[PATCH 1 of 3] Correctly calculate and set Age header
Hiroaki Nakamura
hnakamur at gmail.com
Tue Jun 25 13:47:55 UTC 2024
Hello,
Thank you for your detailed review!
2024年6月24日(月) 9:02 Maxim Dounin <mdounin at mdounin.ru>:
>
> Hello!
>
> On Thu, Jun 20, 2024 at 08:39:43PM +0900, Hiroaki Nakamura wrote:
> Note that it might be a good idea to update the commit log to
> follow style rules, such as:
>
> : Cache: added calculation of the Age header.
> :
> : Implement the calculation of the Age header as specified in
> : RFC 9111 "HTTP Caching", https://www.rfc-editor.org/rfc/rfc9111.html
I have updated the commit message.
> > @@ -75,6 +77,8 @@
> > time_t error_sec;
> > time_t last_modified;
> > time_t date;
> > + time_t response_time;
>
> Note that the "response_time" field being added seems to be
> exactly equivalent to the exiting "date" field.
Yes, the "response_time" is equivalent to the "date" field when
receiving a response from the upstream.
However the 'date" is updated when sending a cached response.

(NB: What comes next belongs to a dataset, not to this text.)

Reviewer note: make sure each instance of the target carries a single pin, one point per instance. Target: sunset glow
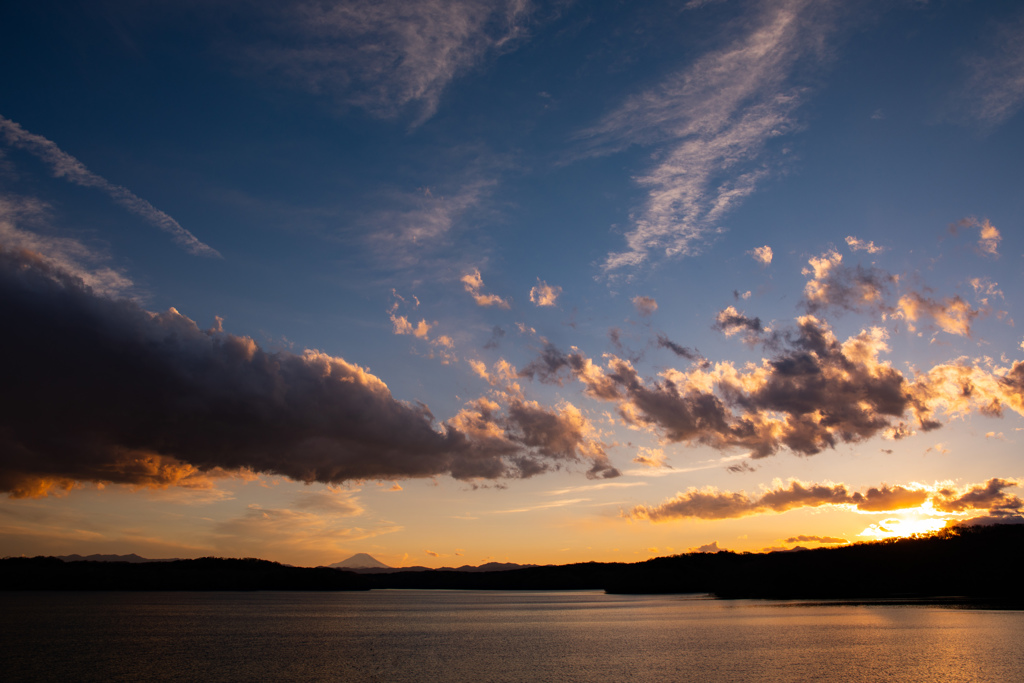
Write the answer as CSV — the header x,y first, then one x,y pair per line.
x,y
521,282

We need to keep the cache creation time.
I have renamed "response_time" to "creation_time" to make it clearer.
> [diff]
> showfunc=1
I have added this config to my ~/.hgrc.
> Note that this uses data from the cache node, which is not
> available if the cache node was loaded from disk, for example, on
> server restart, and this will certainly lead to incorrect results.
> If I'm reading the code correctly, it will result in seconds since
> the Epoch in the Age header on all responses after a restart.
>
> This suggests that either things should be implemented quite
> differently, or this patch needs to be merged with the second one,
> which implements loading relevant information from the cache
> header.
I have merged this patch with the second one.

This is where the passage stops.